Qualcuno forse si attarderà andando a prendersi il gelato da Palombini, lo stesso bar frequentato da Massimo Carminati nelle sue non rare trasferte dalla zona di Corso Francia e Ponte Milvio nel quartiere fortissimamente voluto da Benito Mussolini per un’esposizione universale che non si svolse mai. Il giorno che gli uomini del Ros dei carabinieri lo immortalavano davanti al bar più conosciuto del quartiere in compagnia di Salvatore Buzzi non indossava la felpa con la faccia di Diabolik che compare in molti altri scatti.

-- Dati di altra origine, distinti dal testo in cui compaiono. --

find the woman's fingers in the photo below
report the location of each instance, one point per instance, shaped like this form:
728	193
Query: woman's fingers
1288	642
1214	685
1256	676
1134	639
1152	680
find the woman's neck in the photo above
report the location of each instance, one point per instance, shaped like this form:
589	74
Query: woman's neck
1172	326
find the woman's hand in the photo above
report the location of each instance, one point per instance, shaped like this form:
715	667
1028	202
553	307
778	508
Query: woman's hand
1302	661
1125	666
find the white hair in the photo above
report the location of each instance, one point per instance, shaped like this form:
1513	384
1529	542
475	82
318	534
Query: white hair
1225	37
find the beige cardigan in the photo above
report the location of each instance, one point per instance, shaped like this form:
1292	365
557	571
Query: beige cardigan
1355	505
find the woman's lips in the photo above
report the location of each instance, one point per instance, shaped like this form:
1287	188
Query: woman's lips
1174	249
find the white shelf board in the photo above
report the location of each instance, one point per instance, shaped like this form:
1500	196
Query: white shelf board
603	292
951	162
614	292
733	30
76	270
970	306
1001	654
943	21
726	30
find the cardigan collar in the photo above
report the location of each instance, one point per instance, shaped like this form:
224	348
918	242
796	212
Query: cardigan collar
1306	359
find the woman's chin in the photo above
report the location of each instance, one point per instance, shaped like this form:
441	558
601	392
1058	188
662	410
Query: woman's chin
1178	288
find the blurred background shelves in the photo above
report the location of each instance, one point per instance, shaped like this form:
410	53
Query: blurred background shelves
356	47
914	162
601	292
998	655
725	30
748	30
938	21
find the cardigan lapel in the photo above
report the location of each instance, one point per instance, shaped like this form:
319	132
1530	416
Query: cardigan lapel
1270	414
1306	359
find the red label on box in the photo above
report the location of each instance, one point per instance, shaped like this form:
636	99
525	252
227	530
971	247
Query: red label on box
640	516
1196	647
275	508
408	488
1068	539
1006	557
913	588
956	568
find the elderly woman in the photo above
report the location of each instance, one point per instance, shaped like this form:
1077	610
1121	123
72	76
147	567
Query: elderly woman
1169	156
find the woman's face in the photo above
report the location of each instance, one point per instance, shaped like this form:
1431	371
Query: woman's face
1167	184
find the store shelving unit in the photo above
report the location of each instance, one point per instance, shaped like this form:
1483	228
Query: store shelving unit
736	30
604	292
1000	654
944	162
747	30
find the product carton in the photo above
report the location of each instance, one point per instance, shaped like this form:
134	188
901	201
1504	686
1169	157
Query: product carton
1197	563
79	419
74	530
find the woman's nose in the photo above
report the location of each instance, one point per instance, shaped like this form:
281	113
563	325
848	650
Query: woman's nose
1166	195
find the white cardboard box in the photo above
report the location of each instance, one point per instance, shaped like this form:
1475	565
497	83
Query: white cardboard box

Lo conosceva bene Palombini, l’uomo forte di Mafia Capitale. Talmente tanto bene da utilizzare quasi quotidianamente una Audi A1 intestata proprio alla Palombini Eur presieduta da Sergio Paolantoni, uno degli imprenditori più conosciuti del quartiere. Che non ha solo la gestione del prestigioso bar, quindi, ma anche quella del Palazzo dei Congressi, del Salone delle Fontane e poi le caffetterie delle Scuderie del Quirinale e del Palazzo delle Esposizioni, queste ulti me gestioni ottenute con un contratto di cessione d’azienda dalla municipalizzata del Comune di Roma, la Palaexpo. Ma non finisce qui. Paolantoni è anche amministratore delle Caffetterie museali del Vittoriano e del BioParco di Roma, della Expo 2004, società di gestione della Casina delle Rose a Villa Borghese, membro in passato della giunta di presidenza della Confcommercio del Lazio e in signito dell’onorificenza di cavaliere del commercio. E una delle auto intestate alla sua società era usata abitualmente da Massimo Carminati. Lui dichiara alla stampa di non essere amico di Carminati, ma di sapere chi sia, e di non avergli nemmeno intestato l’auto. «Le rate del leasing le pagava Luigi Seccaroni, il concessionario al quale avevo lasciato l’auto in tentata vendita. L’auto era stata lasciata da Seccaroni a Carminati, che la voleva provare, ma l’acquisto non è stato finalizzato». Seccaroni, comunque, è indicato dal Ros dei carabinieri come persona «sotto il controllo» di Carminati. L’uomo chiave di Mafia Capitale si sentiva sicuro quando andava a prendere un caffè, a pranzare e a chiacchierare con gli amici Salvatore Buzzi o Giovanni Burgia da Palombini. Un bar storico che i giovanotti della destra estrema frequentavano già negli anni Settanta.